Recently motor skill acquisition has been received strong attention to, and it is also the highlight for robot learning. However associative dilemma, broad learning and targeted improvement for robot, has still been a challenge. In this paper, we propose a novel GMR-PI\(^2\) motor skill learning based on RBAE to overcome the dilemma throughout the all phases of LfDRL. GMR-PI\(^2\) comprise two parts: DMPs-GMR for LfD, GMR-PI\(^2\) for RL. Besides, affiliated RBAE can extract features discovered so far and perform target-oriented exploration with the basis function generated from previous RBAE. After this process iteratively to a certain depth, robot can obtain the capability to fulfilling unfamiliar task with an optimal/suboptimal criterion.

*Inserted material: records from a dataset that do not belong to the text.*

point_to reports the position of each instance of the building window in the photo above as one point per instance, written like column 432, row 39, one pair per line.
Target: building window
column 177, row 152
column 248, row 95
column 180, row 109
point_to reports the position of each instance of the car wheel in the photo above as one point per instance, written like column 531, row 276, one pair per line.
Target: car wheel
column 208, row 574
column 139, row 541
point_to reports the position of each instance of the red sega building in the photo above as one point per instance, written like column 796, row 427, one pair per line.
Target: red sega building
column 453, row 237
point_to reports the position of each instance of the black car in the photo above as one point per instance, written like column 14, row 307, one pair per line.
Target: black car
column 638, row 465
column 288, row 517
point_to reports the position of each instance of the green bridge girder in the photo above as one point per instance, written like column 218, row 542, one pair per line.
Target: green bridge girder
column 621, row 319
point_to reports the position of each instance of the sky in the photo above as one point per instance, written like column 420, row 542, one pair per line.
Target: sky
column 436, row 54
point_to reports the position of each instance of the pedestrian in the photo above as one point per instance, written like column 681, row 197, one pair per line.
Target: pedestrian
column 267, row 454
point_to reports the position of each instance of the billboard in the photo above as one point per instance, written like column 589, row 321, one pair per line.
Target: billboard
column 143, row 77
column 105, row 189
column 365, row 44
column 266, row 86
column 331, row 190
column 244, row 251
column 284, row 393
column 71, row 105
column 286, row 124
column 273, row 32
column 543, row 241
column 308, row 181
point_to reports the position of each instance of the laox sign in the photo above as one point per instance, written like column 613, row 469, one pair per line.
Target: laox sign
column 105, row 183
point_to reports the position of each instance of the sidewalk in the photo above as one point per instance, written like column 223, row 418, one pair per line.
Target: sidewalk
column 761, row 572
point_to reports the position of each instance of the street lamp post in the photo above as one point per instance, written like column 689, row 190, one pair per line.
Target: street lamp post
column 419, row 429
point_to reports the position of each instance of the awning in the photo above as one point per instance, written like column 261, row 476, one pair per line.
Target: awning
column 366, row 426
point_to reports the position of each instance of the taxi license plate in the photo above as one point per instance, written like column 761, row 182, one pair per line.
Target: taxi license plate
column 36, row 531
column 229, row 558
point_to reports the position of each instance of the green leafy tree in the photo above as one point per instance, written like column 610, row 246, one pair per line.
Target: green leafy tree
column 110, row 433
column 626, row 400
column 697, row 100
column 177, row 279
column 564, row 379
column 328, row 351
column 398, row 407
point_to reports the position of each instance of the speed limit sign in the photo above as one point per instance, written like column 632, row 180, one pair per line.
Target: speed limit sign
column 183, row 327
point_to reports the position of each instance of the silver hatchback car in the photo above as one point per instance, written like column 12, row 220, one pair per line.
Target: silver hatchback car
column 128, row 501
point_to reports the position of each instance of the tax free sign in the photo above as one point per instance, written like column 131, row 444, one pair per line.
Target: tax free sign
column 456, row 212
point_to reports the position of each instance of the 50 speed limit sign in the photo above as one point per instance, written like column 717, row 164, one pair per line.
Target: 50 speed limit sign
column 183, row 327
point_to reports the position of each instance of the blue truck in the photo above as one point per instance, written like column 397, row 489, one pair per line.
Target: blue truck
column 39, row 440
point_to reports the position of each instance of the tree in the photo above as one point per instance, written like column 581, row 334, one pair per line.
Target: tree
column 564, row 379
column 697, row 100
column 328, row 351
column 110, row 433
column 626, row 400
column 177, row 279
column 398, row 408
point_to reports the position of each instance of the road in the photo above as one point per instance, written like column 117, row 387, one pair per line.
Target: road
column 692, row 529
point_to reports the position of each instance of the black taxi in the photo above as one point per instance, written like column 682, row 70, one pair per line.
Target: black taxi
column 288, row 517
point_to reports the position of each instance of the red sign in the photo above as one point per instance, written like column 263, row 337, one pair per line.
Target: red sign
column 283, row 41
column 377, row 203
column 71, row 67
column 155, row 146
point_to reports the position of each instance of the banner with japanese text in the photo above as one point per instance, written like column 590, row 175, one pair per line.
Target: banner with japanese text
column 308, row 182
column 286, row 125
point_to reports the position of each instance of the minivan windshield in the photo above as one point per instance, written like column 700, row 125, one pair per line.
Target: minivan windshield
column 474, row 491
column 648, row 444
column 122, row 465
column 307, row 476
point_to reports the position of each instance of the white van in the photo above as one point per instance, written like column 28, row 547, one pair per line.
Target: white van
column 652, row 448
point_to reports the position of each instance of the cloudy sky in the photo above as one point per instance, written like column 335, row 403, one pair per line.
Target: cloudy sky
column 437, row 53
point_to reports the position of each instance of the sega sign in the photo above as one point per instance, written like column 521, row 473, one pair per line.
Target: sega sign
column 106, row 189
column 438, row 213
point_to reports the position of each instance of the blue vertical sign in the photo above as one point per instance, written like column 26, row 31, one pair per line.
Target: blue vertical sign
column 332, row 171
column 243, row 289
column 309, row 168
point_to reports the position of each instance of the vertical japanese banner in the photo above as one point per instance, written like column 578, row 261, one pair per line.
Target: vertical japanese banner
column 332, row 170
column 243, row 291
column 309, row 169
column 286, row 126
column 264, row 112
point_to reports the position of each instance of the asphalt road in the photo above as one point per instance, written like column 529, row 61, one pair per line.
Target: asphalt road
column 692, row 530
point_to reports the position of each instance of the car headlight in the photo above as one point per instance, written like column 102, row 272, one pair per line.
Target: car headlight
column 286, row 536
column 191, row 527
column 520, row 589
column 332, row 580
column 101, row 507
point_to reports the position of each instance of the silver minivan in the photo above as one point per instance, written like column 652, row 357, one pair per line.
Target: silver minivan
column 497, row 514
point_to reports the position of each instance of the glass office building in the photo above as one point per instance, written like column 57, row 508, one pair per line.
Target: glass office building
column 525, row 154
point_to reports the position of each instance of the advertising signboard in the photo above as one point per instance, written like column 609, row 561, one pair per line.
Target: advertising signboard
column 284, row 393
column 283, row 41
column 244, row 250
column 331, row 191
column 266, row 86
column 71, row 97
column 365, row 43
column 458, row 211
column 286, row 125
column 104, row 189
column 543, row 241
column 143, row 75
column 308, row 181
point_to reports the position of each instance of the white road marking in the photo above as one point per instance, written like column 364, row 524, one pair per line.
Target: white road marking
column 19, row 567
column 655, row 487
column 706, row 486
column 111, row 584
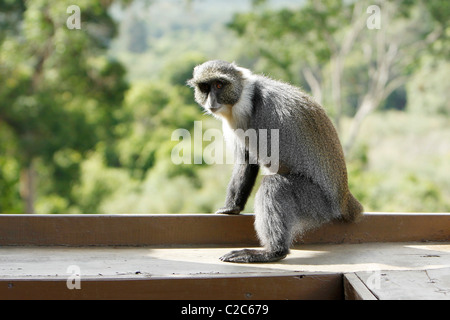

The most important and prominent part of our work is that we propose general RBAE framework and associated algorithms. Specially, we applied the auto-encoding method into GMR-PI\(^2\), and this promotes the optimization more accurately. There are a few interesting future research directions along this topic. Firstly, how to seek the optimal hyper-parameters such as the noise and number of updating the parameters for PI\(^2\) need to study, since it is somewhat time-consuming to set them suitably. Secondly, we only make uses of the latest information (best trajectories so far) in the algorithms, it is intuitive to allocate and integrate the old/new information which may make the robot more flexible. Thirdly, there are many set of basis functions generated by RBAE which are the features in different proficiency scale. How to utilized them in parallel is a promising research direction.